I’ve been saying it for years.

American Legion baseball games should be seven innings instead of nine.

Now they are.

The American Legion baseball commission department directors from across the country meet every September.

Last year, two-thirds of the approximately 50 directors voted to change all state, regional and World Series games to seven frames. The vote was passed to the American Legion’s national committee, which ratified it.

Sydney Parfait eagerly voted for the change.

“We’ve been discussing this change for five years,” said Parfait, the Louisiana department American Legion baseball chairman.

The Missouri state champion advances to the regional played in Louisiana. “Some people felt more strongly and some felt we should maintain the tradition of nine innings, which is the closest thing to major league baseball.”

Since American Legion baseball is played during the summer, safety was partially a concern when discussing the change.

Parfait said most people succumb to the thick Louisiana humidity, which coupled with temperatures around 100 degrees, can mean field temperatures of 115.

“I’ve been a proponent for years because we’re a high school program,” Parfait said. “These young men are used to playing for seven innings and all of a sudden we want them to play nine innings.

“Being from the deep South, we play under 115 degree heat index.

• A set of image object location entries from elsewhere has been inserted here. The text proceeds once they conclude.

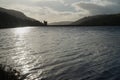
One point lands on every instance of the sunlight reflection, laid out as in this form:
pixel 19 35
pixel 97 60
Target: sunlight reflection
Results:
pixel 22 30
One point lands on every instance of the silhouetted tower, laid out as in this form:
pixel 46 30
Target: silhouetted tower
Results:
pixel 45 23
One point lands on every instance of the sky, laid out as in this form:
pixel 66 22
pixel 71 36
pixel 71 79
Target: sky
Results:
pixel 62 10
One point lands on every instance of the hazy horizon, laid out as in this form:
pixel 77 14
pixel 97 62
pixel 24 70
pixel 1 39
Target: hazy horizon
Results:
pixel 62 10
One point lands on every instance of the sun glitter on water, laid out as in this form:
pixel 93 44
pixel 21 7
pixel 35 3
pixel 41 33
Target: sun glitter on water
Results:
pixel 22 30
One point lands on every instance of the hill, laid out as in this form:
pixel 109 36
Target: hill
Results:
pixel 99 20
pixel 13 18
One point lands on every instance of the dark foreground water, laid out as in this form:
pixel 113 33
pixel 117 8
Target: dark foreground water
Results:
pixel 62 53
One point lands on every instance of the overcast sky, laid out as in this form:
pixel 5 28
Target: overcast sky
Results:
pixel 62 10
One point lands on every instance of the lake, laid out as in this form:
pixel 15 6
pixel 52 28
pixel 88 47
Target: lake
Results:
pixel 62 53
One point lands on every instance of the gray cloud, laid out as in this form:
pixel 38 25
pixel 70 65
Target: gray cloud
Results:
pixel 59 10
pixel 103 7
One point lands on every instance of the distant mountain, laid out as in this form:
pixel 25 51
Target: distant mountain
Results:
pixel 61 23
pixel 99 20
pixel 12 18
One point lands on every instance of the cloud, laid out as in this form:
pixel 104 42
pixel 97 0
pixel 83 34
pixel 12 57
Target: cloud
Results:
pixel 61 10
pixel 95 7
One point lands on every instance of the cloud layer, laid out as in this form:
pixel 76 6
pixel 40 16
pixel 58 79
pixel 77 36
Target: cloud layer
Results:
pixel 62 10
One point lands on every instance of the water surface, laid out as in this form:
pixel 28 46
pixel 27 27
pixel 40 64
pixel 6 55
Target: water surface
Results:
pixel 62 53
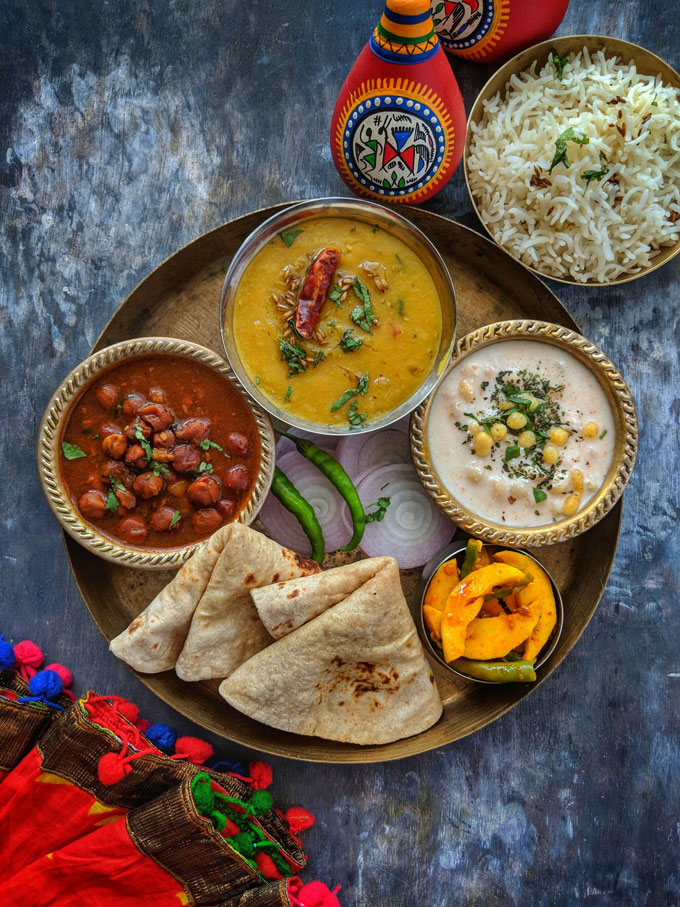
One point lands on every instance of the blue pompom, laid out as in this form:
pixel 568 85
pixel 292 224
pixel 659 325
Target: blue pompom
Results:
pixel 46 683
pixel 7 659
pixel 161 735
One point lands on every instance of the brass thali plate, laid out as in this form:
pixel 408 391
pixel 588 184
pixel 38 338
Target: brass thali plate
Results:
pixel 181 299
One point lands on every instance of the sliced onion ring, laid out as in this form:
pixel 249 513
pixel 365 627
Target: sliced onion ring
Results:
pixel 413 529
pixel 328 505
pixel 360 453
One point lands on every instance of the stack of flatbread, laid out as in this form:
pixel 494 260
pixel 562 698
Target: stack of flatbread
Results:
pixel 333 654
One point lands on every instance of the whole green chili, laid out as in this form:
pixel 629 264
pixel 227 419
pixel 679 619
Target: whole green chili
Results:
pixel 497 671
pixel 337 476
pixel 301 509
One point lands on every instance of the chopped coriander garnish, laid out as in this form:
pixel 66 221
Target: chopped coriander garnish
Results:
pixel 291 325
pixel 288 236
pixel 590 175
pixel 206 444
pixel 335 295
pixel 559 63
pixel 294 355
pixel 349 342
pixel 377 516
pixel 139 434
pixel 569 135
pixel 361 388
pixel 72 451
pixel 363 315
pixel 355 417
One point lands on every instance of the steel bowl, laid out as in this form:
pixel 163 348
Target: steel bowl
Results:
pixel 625 421
pixel 368 212
pixel 646 63
pixel 56 416
pixel 457 551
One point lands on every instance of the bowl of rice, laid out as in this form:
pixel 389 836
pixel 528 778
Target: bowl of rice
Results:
pixel 572 159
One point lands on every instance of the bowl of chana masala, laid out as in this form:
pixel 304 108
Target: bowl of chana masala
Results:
pixel 338 316
pixel 149 447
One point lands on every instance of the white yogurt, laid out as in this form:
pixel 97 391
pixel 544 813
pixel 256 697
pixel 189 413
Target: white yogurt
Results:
pixel 522 489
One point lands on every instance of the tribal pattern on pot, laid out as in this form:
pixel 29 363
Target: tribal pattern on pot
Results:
pixel 470 28
pixel 394 139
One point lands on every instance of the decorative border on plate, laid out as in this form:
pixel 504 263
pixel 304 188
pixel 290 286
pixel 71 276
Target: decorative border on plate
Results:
pixel 626 443
pixel 57 412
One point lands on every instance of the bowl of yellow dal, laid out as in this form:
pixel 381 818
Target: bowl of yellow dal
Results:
pixel 379 316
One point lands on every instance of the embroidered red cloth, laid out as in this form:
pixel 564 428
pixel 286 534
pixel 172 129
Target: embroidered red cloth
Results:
pixel 70 839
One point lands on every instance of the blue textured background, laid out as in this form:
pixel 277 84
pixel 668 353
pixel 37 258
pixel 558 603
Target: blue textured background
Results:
pixel 127 129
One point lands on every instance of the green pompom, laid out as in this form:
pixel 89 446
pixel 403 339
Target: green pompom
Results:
pixel 260 802
pixel 244 842
pixel 204 799
pixel 219 820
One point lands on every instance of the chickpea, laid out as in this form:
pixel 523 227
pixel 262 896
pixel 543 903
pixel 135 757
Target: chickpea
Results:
pixel 526 439
pixel 571 504
pixel 558 436
pixel 483 444
pixel 550 454
pixel 467 389
pixel 517 421
pixel 498 431
pixel 577 480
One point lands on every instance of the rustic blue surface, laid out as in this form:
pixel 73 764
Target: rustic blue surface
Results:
pixel 130 127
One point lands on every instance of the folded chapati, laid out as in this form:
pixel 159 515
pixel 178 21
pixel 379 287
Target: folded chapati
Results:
pixel 356 673
pixel 204 622
pixel 283 607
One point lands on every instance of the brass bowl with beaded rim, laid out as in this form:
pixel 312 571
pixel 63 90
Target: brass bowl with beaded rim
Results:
pixel 625 422
pixel 646 63
pixel 56 415
pixel 456 551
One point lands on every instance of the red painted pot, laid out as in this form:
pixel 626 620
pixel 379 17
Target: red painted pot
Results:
pixel 493 30
pixel 398 128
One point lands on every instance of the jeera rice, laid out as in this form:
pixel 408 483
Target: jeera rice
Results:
pixel 579 176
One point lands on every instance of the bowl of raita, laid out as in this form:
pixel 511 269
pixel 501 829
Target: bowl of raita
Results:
pixel 530 436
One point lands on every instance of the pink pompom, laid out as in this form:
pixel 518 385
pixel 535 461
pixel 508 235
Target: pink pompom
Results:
pixel 63 672
pixel 316 894
pixel 261 775
pixel 111 769
pixel 298 819
pixel 29 657
pixel 193 749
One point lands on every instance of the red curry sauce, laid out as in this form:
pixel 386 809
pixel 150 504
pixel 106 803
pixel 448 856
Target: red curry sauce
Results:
pixel 203 442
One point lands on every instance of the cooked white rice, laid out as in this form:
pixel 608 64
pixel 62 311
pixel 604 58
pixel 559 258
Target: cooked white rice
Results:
pixel 560 224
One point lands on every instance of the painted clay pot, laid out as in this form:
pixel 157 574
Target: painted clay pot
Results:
pixel 492 30
pixel 398 128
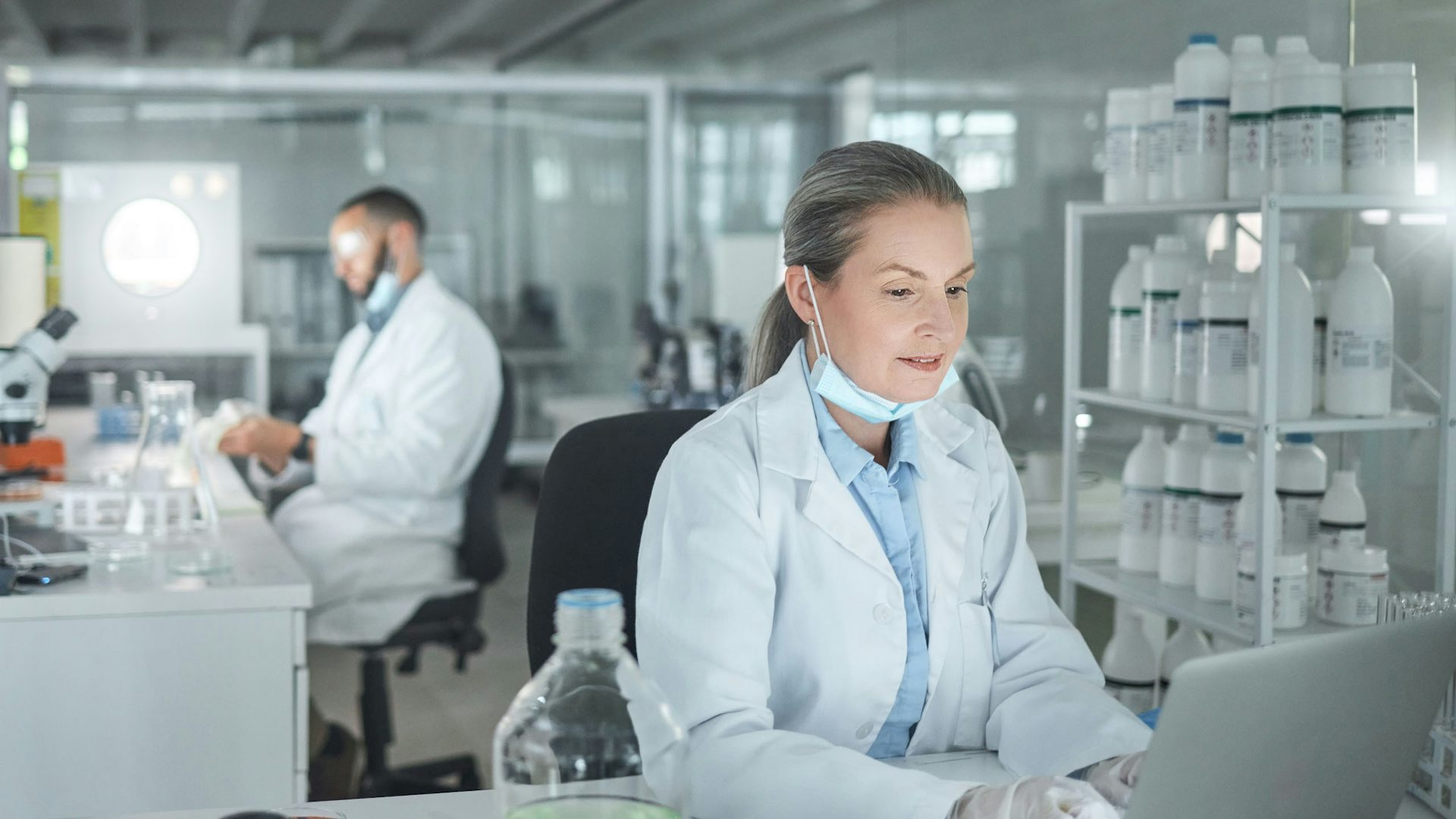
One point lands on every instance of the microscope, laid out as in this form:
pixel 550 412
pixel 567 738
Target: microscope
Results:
pixel 25 376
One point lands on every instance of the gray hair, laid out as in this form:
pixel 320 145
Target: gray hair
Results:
pixel 823 224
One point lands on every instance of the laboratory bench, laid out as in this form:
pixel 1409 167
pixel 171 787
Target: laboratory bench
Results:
pixel 136 689
pixel 484 805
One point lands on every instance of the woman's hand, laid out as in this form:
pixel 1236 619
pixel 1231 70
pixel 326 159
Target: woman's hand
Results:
pixel 1034 798
pixel 1116 779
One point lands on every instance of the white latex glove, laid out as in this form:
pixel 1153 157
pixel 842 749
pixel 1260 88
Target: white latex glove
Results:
pixel 1034 798
pixel 1116 779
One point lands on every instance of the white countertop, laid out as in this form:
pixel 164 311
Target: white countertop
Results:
pixel 264 575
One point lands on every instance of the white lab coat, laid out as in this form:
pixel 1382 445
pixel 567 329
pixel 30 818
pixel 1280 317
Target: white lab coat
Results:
pixel 774 623
pixel 398 436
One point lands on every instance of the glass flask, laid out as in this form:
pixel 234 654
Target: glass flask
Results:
pixel 169 502
pixel 580 736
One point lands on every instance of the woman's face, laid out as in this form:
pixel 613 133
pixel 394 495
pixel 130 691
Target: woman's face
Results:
pixel 896 314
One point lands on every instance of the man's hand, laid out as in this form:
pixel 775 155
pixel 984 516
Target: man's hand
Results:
pixel 270 439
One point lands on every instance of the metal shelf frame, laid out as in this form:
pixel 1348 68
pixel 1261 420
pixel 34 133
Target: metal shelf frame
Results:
pixel 1264 428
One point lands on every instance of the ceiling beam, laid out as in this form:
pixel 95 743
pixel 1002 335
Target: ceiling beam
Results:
pixel 449 28
pixel 24 25
pixel 136 12
pixel 242 24
pixel 560 30
pixel 347 25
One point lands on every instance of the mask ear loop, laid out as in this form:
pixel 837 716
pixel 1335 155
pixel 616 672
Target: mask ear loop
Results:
pixel 808 279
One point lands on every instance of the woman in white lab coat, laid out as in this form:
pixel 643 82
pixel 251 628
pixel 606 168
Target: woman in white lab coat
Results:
pixel 835 567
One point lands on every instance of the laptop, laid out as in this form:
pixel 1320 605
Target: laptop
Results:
pixel 1318 727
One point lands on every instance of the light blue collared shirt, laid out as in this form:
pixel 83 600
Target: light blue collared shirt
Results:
pixel 890 504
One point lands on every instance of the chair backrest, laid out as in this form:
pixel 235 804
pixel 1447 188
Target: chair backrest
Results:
pixel 588 521
pixel 481 554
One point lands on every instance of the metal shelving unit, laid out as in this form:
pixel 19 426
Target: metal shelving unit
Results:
pixel 1180 602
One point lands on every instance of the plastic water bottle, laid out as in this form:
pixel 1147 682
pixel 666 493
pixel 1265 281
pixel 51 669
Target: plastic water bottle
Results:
pixel 580 736
pixel 1142 503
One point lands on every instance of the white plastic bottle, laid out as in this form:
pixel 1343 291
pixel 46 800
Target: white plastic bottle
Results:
pixel 1125 331
pixel 1201 77
pixel 1188 334
pixel 1223 316
pixel 1381 129
pixel 1164 276
pixel 1187 643
pixel 1343 513
pixel 1128 662
pixel 1178 541
pixel 1308 131
pixel 1323 287
pixel 1360 340
pixel 1292 50
pixel 1159 143
pixel 1222 482
pixel 1296 341
pixel 1250 104
pixel 1142 503
pixel 1301 479
pixel 1125 181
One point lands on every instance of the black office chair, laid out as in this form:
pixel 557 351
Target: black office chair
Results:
pixel 450 623
pixel 588 521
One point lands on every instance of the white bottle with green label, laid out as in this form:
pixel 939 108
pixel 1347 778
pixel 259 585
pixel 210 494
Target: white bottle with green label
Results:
pixel 1308 131
pixel 1159 143
pixel 1125 327
pixel 1178 541
pixel 1201 121
pixel 1296 341
pixel 1250 104
pixel 576 741
pixel 1222 480
pixel 1381 129
pixel 1164 276
pixel 1142 503
pixel 1360 343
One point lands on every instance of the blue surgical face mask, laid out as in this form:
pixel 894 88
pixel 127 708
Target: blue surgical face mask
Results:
pixel 835 387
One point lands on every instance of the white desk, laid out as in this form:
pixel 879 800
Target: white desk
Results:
pixel 133 689
pixel 482 805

I’ve seen umpires and coaches pass out and fans in the stands have problems and we’re expecting young men to go out there and sweat and do the best they can.”

Triple-digit temperatures during games are the norm most years as the season winds through the summer months.

Like any sporting event, if those games are competitive, you kind of forget about the sweat trickling down the small of your back or how fast your ice water turned tepid.

Heat indexes pushed temperatures over 100 degrees all three days of the Ron Bone Tournament, which was played at Yanks Field in Ste. Genevieve, Jefferson College and West City Park in Festus.

A lot of times because American Legion games were nine innings long, that familiar sinking feeling that the game might not end anytime soon because one team simply ran out of pitching was frequently cause for exasperation.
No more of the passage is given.